I’m almost to the porch when he finally speaks. “We don’t have to talk tonight, Fallon, but we will talk about this. We will discuss what you offered.” There’s anger in his voice, but also a lot of determination. It’s all I can do to hold back my shiver in reaction to his demanding tone.

He’s never talked to me like that before and it turns me on to hear him taking control, or at the very least trying to. He continues to watch me as I bend to retrieve the hidden key, growling when he realizes what I’m doing, but he stays where he is. He knows better than to push me when I’m upset.

My fingers fumble the key and it takes me three tries to push it into the lock and get the door open. Once I cross the threshold, I turn back to face him but can’t make out his features. It feels like it’s gotten so much darker, even though it’s only been a few minutes. I lift my hand in a small wave, but he doesn’t give me any response. Finally, I slowly close the door, and by the time I make it over to the living room window he’s gone.

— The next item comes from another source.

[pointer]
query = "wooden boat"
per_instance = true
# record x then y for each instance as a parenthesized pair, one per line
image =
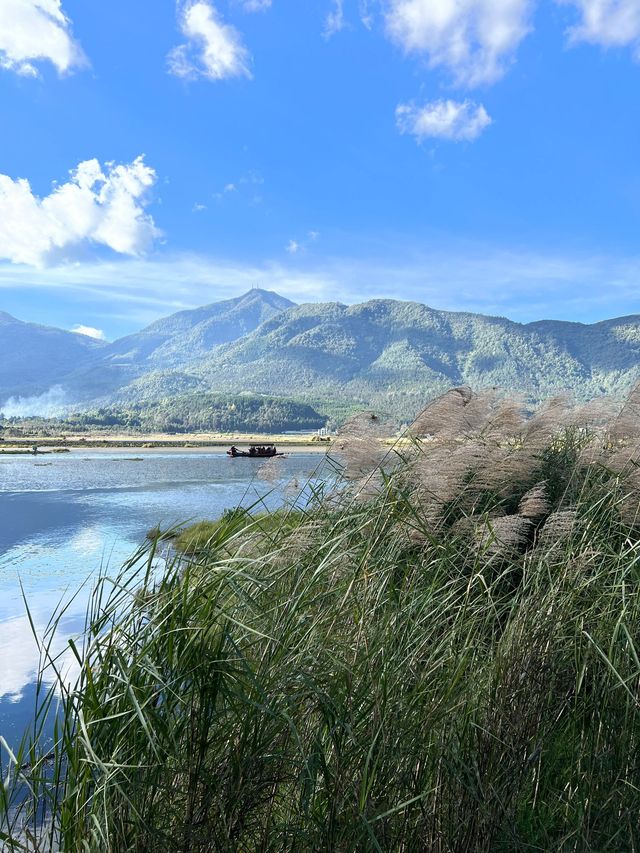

Tears prick my eyes when I go over tonight’s events in my mind. I still can’t believe I went over there and offered myself up as basically his egg donor. I’d swear to never drink wine again, but that would be a lie. All I want to do now is collapse on my bed and hope when I wake up in the morning I’ll find this was all a bad dream. Maybe I actually passed out on my couch and didn’t leave the house.

Yeah ... that’s not likely. I’ll have to face the consequences tomorrow or whenever Reed decides it’s time to talk but for now I can pretend like it never happened.